Top 4 Trading Strategies for Highly Volatile Markets

by Trading 101  //  Dec 31, 2018

For over a year, the stock markets have been steady in terms of growth and gains, but recently prices have spiked in how volatile they are. Many investors were set into a frenzied panic, having become accustomed to the slow and safe pace the market had been moving at in the last few months. There are macro-level changes moving in the global economy, with the GDP of more and more countries being on the rise, all of which you learned in your Trading 101 courses. Coupled with the fact that employment rate is reaching an all-time high in several major countries for over the last decade and you have a rapidly evolving market.

With the economy in shift, here are some of the most useful strategies you can use moving forward in these uncertain times.

1.Dividend Payers

USA has had a relatively recent tax cut as part of the current administration’s strategy to promote economic growth, meaning that the likelihood of strong dividend payouts has gone up. While there hasn’t been a change in long-term bonds, prospects for dividends are on the rise. This is paired well with an investment in defensive strategies such as putting money into funds such as American Century Equity Income Fund (TWEIX) or American Funds Washington Mutual Investors Fund (AWSHX) which are proven to do well in circumstances just like these. Naturally, VDADX (Vanguard Dividend Appreciation Index Fund) is a good alternative to those two, providing a strong payout rate, providing anyone who passed their trading 101 class with some good value.

2. Risk Reduction

Some funds are extremely low risk in nature and have the numbers to prove it. A good example is the VWSTX, or the Vanguard Short-Term Tax Exempt Fund. Another one is the VWINX, short for Vanguard Wellesley Income Fund. These yield 1.32% and 3.26% and can be considered some of the lowest risk funds in the market. VWINX especially is a well-balanced fund made up of good value stocks as well as qualitative bonds. The last stock to look into for a defensive strategy is FPACX, the FPA Crescent Fund. This one in particular has been adept in the past year in terms of mixing defensive and offensive investment strategies.

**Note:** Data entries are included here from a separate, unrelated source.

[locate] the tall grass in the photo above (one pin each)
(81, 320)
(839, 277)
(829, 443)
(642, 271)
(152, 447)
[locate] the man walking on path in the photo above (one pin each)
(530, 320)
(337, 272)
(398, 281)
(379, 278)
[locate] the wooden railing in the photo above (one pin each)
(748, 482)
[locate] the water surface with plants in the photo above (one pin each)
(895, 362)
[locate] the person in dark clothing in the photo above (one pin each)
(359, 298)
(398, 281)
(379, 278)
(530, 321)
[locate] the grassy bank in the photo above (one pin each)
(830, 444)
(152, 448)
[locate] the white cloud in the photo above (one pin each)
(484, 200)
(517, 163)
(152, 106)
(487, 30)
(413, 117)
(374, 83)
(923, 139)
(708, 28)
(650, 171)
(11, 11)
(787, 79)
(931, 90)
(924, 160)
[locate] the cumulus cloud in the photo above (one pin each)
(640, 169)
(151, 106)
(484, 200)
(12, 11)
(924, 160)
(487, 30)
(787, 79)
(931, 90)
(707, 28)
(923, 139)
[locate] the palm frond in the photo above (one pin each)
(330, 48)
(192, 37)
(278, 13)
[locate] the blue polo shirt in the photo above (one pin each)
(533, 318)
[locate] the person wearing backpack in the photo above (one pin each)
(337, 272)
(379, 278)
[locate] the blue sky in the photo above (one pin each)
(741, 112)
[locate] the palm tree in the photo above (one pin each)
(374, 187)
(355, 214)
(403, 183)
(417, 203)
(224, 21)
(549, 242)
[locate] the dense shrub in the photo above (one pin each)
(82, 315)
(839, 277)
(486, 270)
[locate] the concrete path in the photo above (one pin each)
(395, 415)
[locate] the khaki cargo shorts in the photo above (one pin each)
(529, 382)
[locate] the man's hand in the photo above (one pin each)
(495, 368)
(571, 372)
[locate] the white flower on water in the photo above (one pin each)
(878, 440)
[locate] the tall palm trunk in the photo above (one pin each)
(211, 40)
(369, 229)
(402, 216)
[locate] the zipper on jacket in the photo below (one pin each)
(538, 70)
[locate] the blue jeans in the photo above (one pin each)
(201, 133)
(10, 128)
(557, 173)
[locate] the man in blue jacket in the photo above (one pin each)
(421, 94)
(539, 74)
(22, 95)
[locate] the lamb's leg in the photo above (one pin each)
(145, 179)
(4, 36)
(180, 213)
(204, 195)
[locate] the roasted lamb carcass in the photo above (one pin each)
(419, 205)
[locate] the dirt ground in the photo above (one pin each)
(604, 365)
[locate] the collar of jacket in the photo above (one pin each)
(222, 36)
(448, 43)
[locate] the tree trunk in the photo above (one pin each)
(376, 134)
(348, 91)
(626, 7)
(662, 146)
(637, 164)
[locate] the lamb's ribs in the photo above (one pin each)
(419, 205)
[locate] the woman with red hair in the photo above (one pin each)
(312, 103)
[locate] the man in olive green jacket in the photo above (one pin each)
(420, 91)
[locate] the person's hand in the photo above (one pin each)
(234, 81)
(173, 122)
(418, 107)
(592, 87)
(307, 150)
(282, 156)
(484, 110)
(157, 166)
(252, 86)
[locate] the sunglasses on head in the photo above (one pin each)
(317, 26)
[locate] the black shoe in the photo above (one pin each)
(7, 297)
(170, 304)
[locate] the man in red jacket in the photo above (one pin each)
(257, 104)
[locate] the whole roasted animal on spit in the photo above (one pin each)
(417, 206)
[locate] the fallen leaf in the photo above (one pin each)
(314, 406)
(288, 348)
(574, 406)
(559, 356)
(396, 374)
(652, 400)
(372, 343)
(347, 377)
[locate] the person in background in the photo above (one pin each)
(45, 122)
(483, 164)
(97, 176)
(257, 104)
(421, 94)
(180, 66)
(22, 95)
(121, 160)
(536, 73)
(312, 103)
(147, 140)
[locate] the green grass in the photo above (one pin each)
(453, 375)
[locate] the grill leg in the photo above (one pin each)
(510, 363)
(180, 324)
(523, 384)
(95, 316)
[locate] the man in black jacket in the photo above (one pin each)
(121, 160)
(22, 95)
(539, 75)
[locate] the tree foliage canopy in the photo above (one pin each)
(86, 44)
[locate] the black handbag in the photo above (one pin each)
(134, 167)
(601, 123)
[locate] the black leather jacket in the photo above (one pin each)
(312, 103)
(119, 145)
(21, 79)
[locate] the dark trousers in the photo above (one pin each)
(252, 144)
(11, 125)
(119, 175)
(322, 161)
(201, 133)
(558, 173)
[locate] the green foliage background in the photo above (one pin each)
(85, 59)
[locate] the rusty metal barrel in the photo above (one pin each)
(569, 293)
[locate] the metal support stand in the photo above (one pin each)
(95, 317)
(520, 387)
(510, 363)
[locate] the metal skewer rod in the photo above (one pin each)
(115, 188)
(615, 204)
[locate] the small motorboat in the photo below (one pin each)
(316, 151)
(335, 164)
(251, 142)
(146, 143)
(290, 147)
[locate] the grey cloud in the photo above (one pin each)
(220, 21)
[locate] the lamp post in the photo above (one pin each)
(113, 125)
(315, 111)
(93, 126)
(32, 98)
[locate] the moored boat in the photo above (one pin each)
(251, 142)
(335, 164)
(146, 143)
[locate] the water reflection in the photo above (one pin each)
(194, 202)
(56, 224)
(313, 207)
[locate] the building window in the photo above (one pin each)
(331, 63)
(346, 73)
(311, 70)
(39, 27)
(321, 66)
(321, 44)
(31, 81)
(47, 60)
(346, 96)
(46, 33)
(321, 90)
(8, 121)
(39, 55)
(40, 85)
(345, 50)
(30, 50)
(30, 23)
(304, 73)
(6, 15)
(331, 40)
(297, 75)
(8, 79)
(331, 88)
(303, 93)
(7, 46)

3. Selective Inflation Protection

An investor with a large amount invested in bonds is vulnerable to overall losses in capital as a result of the combination of inflation and interest rates. Interest rates will spike due to the inflation and don’t play well together with tax. A fund like the PCRDX (Pimco Commodity Real Return Strategy Fund) can be risky at the moment due to its investment in bonds affected by inflation, despite its considerable yield of 8.54%. VTIPX is in a similar state, however has a far lower expense ratio bringing it to a lower yield of only 1.5%.

4. Small Cap Value

Now is a great time for tech investors to change course as the Dotcom boom has officially ended and the internet has become just another commodity. Large-cap growth stocks are currently outperforming small-cap value stocks by an unmatched margin over the last 10 years. Some options to consider here to change direction with are the Royce Special Equity Fund (RYSEX), the Vanguard Small-Cap Value Index Fund (VSIAX) or even the American Beacon Small Cap Value Fund (AVPAX).

These are 4 strategies that can help any investor overcome the volatility of today’s market, as the market adjusts to changes and trends in the global economy. The important part of these plans is to think long-term and to diversify in order to build a robust portfolio that’ll do well regardless of how volatile the markets can be.